Предсмертные слова - Вадим Арбенин
Шрифт:
Интервал:
Закладка:
«Счастлив, счастлив умереть за царя!» — задыхался от распиравшего его верноподданнического чувства российский премьер-министр ПЁТР АРКАДЬЕВИЧ СТОЛЫПИН, раненный двумя пулями Мордыхая (Дмитрия) Гершовича Богрова в Киевском оперном театре. Там давали новую постановку парадного спектакля «Сказка о царе Салтане» по случаю 50-й годовщины отмены в России крепостного права. В антракте между вторым и третьим актами Столыпин стоял перед опустевшим партером в вольной позе спиной к оркестру и беседовал с одним из знакомых. С кресла № 406 в 18 ряду партера поднялся неизвестный молодой человек в парадном чёрном фраке и, приблизившись к премьеру, дважды выстрелил в него из восьмизарядного револьвера «браунинг», прикрытого театральной программкой.
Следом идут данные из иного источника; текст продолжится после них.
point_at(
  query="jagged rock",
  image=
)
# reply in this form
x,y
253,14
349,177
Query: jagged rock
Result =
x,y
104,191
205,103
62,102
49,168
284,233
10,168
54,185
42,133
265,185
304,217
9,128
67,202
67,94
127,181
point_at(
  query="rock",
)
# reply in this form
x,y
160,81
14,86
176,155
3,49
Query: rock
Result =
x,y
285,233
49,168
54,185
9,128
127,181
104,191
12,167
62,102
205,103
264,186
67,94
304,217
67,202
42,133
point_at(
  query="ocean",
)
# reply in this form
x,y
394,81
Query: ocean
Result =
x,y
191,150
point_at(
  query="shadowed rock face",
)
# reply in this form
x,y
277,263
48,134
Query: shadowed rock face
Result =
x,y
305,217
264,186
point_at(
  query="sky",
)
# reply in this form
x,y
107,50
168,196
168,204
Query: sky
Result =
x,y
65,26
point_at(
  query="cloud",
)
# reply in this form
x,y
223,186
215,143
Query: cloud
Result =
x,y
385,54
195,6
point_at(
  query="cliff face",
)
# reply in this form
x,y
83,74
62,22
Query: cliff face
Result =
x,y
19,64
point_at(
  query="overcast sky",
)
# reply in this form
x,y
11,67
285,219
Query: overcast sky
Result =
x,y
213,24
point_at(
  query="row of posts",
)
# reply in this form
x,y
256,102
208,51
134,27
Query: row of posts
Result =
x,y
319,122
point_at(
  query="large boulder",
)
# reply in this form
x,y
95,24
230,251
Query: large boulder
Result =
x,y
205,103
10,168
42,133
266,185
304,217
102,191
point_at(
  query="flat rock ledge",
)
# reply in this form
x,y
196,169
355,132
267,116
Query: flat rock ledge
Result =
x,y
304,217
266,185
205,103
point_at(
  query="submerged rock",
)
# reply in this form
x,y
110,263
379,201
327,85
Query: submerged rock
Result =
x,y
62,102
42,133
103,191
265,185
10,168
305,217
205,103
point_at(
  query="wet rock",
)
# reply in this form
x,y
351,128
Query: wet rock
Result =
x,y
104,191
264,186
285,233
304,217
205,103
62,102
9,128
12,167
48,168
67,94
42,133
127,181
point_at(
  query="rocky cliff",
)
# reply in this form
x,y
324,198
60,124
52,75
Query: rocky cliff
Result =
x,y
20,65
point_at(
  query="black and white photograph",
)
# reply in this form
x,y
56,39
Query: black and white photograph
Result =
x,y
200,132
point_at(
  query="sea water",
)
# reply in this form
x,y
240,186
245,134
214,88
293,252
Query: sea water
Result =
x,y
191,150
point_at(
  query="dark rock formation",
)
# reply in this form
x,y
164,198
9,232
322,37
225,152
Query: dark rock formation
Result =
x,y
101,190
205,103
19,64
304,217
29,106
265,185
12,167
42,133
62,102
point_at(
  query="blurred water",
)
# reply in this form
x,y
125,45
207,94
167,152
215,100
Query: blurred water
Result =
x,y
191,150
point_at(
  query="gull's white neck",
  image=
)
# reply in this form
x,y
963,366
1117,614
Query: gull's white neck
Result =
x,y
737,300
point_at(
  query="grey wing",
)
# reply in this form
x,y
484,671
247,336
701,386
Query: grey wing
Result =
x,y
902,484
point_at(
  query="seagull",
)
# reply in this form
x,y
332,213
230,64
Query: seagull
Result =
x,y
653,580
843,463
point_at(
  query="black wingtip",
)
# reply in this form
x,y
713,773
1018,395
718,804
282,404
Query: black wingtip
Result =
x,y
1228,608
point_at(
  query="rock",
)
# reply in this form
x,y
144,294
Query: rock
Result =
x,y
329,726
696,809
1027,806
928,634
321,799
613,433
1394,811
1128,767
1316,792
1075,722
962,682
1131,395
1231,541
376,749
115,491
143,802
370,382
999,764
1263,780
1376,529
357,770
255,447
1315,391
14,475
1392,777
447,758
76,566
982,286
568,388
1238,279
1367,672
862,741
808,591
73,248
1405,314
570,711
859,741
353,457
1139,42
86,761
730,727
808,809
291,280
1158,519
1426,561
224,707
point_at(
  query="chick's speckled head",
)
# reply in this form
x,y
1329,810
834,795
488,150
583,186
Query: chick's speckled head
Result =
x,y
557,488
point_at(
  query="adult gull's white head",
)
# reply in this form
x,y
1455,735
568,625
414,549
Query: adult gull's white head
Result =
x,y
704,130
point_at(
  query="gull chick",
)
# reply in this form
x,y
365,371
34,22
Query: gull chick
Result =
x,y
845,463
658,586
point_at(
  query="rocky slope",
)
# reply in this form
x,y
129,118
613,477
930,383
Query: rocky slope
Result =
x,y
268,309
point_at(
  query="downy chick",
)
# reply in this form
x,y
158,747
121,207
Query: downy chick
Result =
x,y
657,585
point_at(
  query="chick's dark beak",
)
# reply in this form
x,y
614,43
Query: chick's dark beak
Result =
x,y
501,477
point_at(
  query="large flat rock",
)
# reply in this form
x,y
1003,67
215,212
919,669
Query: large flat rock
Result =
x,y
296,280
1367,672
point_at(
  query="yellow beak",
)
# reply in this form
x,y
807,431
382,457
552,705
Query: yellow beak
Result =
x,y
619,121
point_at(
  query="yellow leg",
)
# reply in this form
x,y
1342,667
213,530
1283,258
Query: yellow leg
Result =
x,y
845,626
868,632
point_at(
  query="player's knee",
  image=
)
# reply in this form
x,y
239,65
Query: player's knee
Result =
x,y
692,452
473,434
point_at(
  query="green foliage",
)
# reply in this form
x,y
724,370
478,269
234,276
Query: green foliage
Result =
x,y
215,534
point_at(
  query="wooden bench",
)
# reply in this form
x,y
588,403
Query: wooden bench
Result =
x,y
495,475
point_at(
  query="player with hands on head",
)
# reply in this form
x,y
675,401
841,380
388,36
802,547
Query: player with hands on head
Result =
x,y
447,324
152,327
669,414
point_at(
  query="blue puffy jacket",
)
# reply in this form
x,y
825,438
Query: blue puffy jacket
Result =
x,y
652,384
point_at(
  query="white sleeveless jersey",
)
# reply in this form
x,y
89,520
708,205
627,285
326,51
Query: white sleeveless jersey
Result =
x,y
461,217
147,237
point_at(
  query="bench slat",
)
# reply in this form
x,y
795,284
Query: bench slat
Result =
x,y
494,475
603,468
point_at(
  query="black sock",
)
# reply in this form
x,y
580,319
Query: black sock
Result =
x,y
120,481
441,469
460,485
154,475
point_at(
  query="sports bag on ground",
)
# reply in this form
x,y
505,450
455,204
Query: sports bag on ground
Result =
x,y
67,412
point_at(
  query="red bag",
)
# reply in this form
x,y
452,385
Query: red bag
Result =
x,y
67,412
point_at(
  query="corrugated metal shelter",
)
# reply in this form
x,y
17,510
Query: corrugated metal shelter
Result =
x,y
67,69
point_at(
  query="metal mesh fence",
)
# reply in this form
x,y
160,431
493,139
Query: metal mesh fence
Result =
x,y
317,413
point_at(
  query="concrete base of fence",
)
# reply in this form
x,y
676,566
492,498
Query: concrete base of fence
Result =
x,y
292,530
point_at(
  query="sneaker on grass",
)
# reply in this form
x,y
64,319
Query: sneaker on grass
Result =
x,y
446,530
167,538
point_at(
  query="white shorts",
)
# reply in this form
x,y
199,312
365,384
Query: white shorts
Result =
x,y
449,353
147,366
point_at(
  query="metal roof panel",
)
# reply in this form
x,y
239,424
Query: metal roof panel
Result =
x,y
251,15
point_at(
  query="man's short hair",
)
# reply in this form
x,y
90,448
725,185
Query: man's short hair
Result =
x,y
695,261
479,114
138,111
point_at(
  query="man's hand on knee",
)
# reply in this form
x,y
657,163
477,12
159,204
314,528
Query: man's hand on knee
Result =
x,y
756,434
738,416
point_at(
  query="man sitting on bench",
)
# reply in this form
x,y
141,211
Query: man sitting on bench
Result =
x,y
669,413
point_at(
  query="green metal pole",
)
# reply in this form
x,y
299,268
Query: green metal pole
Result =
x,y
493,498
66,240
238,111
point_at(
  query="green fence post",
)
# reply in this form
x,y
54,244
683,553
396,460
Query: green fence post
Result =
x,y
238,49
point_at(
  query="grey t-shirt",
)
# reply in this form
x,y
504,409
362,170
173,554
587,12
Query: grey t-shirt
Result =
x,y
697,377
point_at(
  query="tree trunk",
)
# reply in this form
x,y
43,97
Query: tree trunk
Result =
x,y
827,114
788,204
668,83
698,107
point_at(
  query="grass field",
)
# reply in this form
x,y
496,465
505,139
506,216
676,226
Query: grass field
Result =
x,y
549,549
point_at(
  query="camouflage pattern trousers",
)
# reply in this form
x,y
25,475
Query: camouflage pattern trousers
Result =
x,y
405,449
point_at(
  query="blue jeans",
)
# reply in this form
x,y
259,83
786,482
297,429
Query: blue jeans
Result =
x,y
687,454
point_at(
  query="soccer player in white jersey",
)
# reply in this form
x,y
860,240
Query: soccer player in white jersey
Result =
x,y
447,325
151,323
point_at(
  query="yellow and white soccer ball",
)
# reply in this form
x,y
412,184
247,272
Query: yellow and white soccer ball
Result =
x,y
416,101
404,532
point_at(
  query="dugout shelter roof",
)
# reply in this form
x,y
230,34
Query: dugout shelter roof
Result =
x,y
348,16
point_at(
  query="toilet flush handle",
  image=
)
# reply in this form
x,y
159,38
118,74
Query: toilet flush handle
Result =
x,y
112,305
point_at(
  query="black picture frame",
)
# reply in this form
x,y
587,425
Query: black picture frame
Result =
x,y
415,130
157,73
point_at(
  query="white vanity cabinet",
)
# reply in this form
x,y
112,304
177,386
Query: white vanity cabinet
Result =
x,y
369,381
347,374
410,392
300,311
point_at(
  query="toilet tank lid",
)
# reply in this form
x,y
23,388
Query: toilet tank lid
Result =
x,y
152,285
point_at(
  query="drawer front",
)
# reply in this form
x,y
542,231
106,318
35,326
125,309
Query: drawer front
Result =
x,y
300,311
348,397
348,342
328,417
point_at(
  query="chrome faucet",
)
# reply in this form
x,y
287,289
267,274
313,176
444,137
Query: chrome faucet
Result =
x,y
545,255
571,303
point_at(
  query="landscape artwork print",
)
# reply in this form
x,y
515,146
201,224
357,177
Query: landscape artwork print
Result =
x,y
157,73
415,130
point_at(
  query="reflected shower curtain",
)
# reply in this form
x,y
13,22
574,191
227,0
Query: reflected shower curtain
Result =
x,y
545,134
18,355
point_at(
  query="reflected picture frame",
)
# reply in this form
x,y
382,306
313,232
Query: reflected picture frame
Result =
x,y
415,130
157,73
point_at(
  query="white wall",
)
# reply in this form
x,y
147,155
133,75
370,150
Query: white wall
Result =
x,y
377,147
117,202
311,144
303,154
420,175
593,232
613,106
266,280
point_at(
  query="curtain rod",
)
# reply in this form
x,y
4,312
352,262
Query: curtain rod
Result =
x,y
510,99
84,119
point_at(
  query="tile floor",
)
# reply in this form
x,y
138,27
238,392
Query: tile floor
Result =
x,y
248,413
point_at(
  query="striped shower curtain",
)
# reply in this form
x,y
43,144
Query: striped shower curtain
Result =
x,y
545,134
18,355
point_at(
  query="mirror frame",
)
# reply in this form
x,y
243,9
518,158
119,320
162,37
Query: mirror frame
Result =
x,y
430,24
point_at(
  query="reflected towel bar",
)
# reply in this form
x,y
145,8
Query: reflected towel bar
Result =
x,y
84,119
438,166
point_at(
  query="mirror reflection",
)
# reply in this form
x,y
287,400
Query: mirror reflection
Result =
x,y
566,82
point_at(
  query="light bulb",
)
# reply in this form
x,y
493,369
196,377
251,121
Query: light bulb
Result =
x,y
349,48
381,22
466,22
От мгновенной смерти Столыпина спас крест Святого Владимира — именно в него угодила вторая, надпиленная пуля, нацеленная прямо в сердце, и, отрикошетив от ордена, ушла в подбрюшье, разорвав печень. Премьер нашёл ещё в себе силы положить на обитый красным бархатом барьер оркестровой ямы фуражку и перчатки и расстегнуть белый сюртук. Увидев густо залитый кровью жилет, тоже белый, он грузно опустился в кресло № 5 первого ряда и отрешённо махнул рукой: «Всё кончено». Затем повернулся к опустевшей генерал-губернаторской ложе, где до этого сидел Николай Второй со старшими цесаревнами Ольгой и Татьяной, и произнёс: «Не ходи сюда». И, уже обессиленный, слабо взмахнул рукой. «Будто хотел перекрестить воздух», — запишет позднее царь в дневнике. Говорят, что часами ранее, когда Столыпин подъезжал в открытой коляске к театру, какой-то поп-расстрига в чёрном платье кликушествовал в толпе: «Смерть едет! Смерть за Петром едет!» Умирая на руках жены в хирургической лечебнице братьев Маковских, Столыпин говорил ей, задыхаясь, слабым голосом: «Не плачь, Олюшка. Я знал, что меня убьют. Агенты охранки… Смерть незаметно подкрадывалась ко мне» (Он уже пережил одиннадцать покушений на него.) А потом попросил: «Зажгите все огни… Света… Света… Поднимите меня выше…» На календаре Истории стояла осень 1911 года. Столыпин уже давно завещал похоронить себя там, где его убьют.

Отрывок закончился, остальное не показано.